KeyHIE selected GE Healthcare’s eHealth Solutions to power their community Health Information Exchange. Today, KeyHIE has nearly 3 million patients in the Master Patient Index (MPI) across the seven active hospitals. Using GE Healthcare’s Information Exchange, KeyHIE adheres to IHE standards, which are thoroughly tested in North American Connect-a-thons, including Cross enterprise document sharing (XDS): an IHE standard to register, store and query/retrieve patient-centric documents located within the HIE, and Cross enterprise document sharing-scanned documents (XDS-SD): an IHE standard for sharing scanned documents located within the local HIE community such as discharge summaries, history & physical documents and radiology reports.

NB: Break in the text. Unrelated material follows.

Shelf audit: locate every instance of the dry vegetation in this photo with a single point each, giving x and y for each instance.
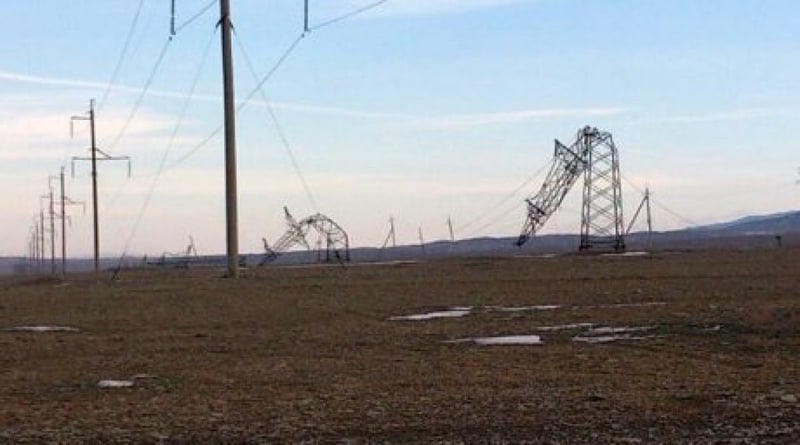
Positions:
(310, 354)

As these examples clearly demonstrate, the XDS standard is in fact actively being used across Europe and North America, including XDS-I for imaging. (For further information on these and other success stories, see http://www.ihe.net/User_Success_Stories/.) Anyone contemplating enterprise image sharing across multiple entities should be seriously looking at XDS. As usual, I welcome your comments and experiences, particularly those with positive as well as negative experiences with XDS and XDS-I.